The changes raise compliance risk and operational costs for accounting firms, while the massive tariff refund opportunity demands swift, accurate claims. Leveraging advanced tax software and AI research tools can protect revenue and maintain client trust.

Key Takeaways

  • OBBBA adds tip reporting and new deduction limits.
  • Over 20 states create varied tip and overtime tax rules.
  • Personal car loan interest deductible up to $10,000 until 2028.
  • Tariff refunds could total $175 billion, process still pending.
  • UltraTax CS and CoCounsel Tax automate compliance and research.

Pulse Analysis

The One Big Beautiful Bill Act, signed into law last year, introduces the most significant federal tax overhaul since the 2017 Tax Cuts and Jobs Act. Starting in the 2026 filing year, employers must separate qualified tips and overtime on Form W‑2, forcing payroll and HR systems to be upgraded. At the same time, the Act caps overtime deductions at $12,500 for single filers and $25,000 for joint returns, adds a $6,000 senior deduction, and reinstates a $10,000 vehicle‑loan‑interest deduction for brand‑new, sub‑14,000‑pound cars assembled in the United States. Because more than twenty states have already enacted their own tip and overtime rules—some mirroring the federal provisions, others imposing add‑backs—accounting firms will need to manage a fragmented compliance landscape across dozens of jurisdictions.

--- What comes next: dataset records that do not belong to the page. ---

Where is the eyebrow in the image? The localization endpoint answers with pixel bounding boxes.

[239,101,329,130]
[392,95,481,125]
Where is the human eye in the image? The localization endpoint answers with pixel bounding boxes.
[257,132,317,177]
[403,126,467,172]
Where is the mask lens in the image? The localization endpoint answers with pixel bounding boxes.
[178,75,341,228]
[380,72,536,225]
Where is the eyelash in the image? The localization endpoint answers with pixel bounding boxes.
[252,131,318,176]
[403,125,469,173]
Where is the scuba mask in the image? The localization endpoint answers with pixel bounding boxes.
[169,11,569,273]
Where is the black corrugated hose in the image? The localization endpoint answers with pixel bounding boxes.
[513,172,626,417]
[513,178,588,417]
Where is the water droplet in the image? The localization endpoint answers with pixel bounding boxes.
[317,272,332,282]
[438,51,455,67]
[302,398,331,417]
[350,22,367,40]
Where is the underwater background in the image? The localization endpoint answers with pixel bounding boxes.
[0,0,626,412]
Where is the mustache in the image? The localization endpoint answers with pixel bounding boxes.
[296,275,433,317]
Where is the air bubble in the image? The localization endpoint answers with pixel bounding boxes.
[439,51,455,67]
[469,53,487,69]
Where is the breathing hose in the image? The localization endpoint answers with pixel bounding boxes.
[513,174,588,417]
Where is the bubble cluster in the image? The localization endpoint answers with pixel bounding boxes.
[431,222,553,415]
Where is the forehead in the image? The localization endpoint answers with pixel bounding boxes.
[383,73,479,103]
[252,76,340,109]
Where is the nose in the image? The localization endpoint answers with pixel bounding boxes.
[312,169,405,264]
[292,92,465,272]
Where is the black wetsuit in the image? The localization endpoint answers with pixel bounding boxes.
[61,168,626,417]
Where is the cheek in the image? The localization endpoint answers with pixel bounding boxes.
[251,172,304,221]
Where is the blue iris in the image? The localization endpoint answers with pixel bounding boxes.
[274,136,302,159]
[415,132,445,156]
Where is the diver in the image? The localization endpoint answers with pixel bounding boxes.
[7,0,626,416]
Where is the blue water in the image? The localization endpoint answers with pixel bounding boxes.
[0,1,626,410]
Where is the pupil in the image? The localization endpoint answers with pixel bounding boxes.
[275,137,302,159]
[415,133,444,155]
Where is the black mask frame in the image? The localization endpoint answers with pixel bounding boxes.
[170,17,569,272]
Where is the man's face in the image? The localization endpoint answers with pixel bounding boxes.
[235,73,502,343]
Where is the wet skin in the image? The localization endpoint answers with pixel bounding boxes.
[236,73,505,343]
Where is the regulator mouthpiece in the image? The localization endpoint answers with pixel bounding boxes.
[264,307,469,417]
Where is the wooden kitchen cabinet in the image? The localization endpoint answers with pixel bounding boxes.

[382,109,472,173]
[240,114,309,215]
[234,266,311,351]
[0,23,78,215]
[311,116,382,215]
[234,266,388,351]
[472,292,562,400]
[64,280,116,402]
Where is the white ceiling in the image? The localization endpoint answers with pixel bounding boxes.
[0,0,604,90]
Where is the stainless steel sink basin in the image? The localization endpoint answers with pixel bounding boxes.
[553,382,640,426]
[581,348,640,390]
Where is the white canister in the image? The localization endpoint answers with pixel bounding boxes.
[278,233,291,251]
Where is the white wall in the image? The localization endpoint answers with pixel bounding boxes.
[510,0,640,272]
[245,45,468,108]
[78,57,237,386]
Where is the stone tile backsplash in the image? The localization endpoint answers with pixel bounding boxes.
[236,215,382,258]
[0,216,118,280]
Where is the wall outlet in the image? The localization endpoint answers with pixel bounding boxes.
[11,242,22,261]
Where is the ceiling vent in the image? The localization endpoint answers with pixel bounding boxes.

The Supreme Court’s recent decision to strike down the Trump‑era tariffs has unlocked an estimated $175 billion in potential refunds for importers. While the refunds do not affect individual 1040 returns, businesses that rely on cross‑border supply chains must track eligible entries, calculate accrued interest, and submit claims before CBP finalizes its refund mechanism. The lack of a formalized process creates a race‑against‑time scenario, where firms that can quickly assemble documentation and navigate the procedural maze will secure valuable cash back for their clients, while others risk losing the entitlement altogether.

To stay ahead of these regulatory waves, firms are turning to integrated tax technology. Thomson Reuters’ UltraTax CS now supports the new Schedule 1‑A add‑on, auto‑populates data across federal, state and local returns, and runs real‑time diagnostics that flag missing values and audit triggers before submission. Complementing the platform, CoCounsel Tax leverages a curated large‑language model trained on IRS code and Checkpoint research, delivering citation‑backed answers in minutes instead of hours. Together, these tools reduce manual effort, improve accuracy, and free tax professionals to focus on higher‑value advisory work, turning compliance pressure into a competitive advantage.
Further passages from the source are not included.